Donc, récapitula-t-elle, d’abord, Sophie Noël… non. Non, d’abord, Alexandre Lipas, sa disparition remontait à une semaine. Et avant-hier, Sophie Noël. Sa maîtresse.

Elle commençait à douter sérieusement qu’Alexandre Lipas se soit suicidé. Elle décida de faire part de ces informations à Ana, même si elle ne savait toujours pas sur quel pied danser avec elle.

« Je suis certaine que ce n’est pas un suicide », fit Ana maintenant que le corps avait été emporté et qu’elle était seule avec Karine. Enfin, presque seule : non loin d’elles, Elenys continuait à nager, manifestement aussi peu traumatisée par la découverte du cadavre que par sa première paire de chaussettes.

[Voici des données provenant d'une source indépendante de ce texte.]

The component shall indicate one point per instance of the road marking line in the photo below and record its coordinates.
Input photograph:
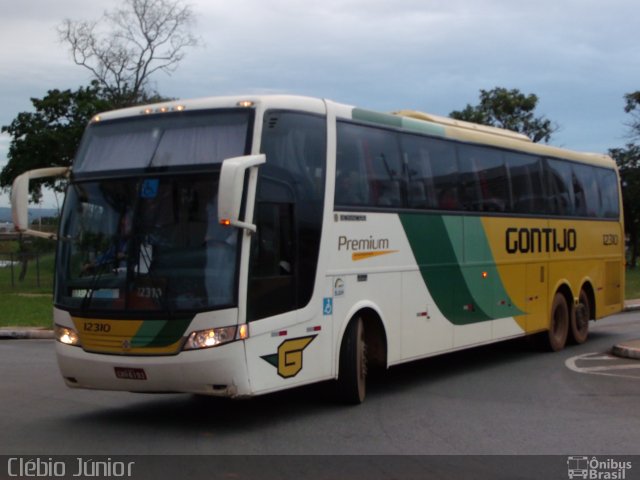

Quoique non, en fait, réalisa Ana, Elenys n’avait probablement jamais mis de chaussettes.

« Vous savez comment marche l’homéopathie ? » demanda Ana en détachant son regard de celui de la sirène qui venait de disparaître une nouvelle fois sous la surface de l’eau.

Karine leva les yeux au ciel.

« Non. Et c’est normal, vu que ça ne marche pas.

— Le principe, expliqua Ana sans paraître affectée par la réponse de la policière, est que l’eau garde une trace du « mal » qu’on a mis dedans, et que, dilué, il peut prévenir ou guérir ce mal. Le produit est tellement dilué qu’il n’y a plus une seule molécule dans ce que vous avalez, et pourtant ça marche quand même. Vous savez pourquoi ?

— Ça ne marche pas, répliqua Karine. Ça s’appelle l’effet placebo.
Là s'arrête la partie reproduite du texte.